Woods isn't the outright betting favorite this week at Royal Liverpool. That would be  Rory McIlroy at 12-1, but he's followed by six players, including Woods, at 16-1. Think about that for a moment. He has played two competitive rounds since March 31, and he's still getting lower odds than Mickelson, Jordan Spieth, Matt Kuchar and Dustin Johnson.

But strange things can happen at an Open Championship. Darren Clarke winning at Sandwich in 2011 can happen. Tom Watson, at age 59, almost winning at Turnberry in 2009 can happen. Todd Hamilton at Troon in 2004, and Ben Curtis at Sandwich in 2003 can happen.
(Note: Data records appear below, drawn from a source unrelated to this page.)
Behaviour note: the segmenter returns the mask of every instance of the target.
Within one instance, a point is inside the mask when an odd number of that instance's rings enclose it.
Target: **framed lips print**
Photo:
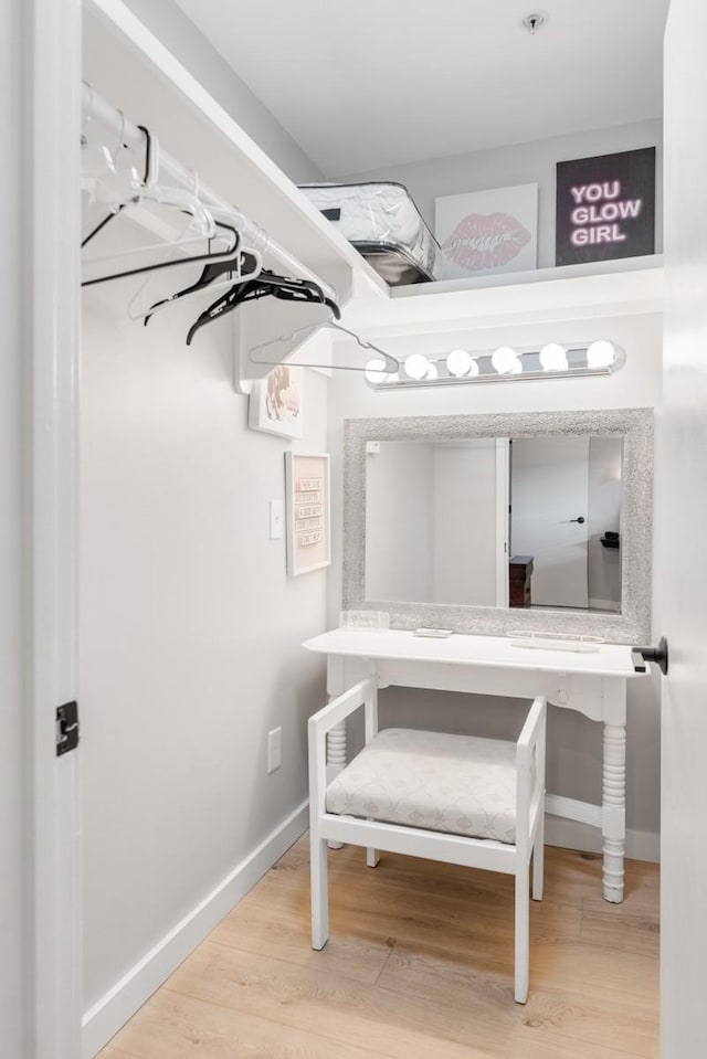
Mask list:
[[[436,199],[435,234],[450,277],[537,268],[538,186]]]

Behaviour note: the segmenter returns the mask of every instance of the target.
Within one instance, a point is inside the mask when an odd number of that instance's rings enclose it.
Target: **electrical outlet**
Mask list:
[[[275,772],[283,763],[283,730],[274,728],[267,733],[267,772]]]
"I've gotten stronger since [the surgery]," Woods said. "I've gotten more explosive. I've gotten faster since then. ... I'm only going to get strong and faster, which is great."

That's nice. But if playing at Congressional was a baby step, then playing at Royal Liverpool is a slow jog. It means something but not everything. It means the comeback continues. Or, as Woods likes to say, "a process."

A Woods win this week would nudge ahead of Watson's improbable AARP-ish near victory and lap the rest of the names on that list. It would be memorable, indelible, a full chapter for his memoir -- if he ever writes one.

I'm rooting for it. It would be the best story on a tee sheet full of cool stories. (Mickelson going back-to-back on Claret Jugs?  Justin Rose going for three wins in a row? Martin Kaymer going for back-to-back Opens -- U.S. and British?)

But if it doesn't happen, there's no reason to start hyperventilating again. It doesn't mean Woods is a shadow of a shadow of himself. It doesn't mean he's washed up at 38 or that he's quit caring.

All it really means is that he's still recovering from back surgery. That his body and swing are trying to catch up to his motivation. That it's harder to win today than it was in 2006.

On Tuesday, someone asked Woods what has gotten more of a reaction in the past: the green jackets he has won at the Masters or the Claret Jugs he has won at the Open Championship.

"I think that more people wanted to drink out of the Jug," he said.

Woods would like to do the same come Sunday night. That's his version of an acceptable finish. Chug from the Jug or bust.

It's an admirable goal, but not necessary. Not this week.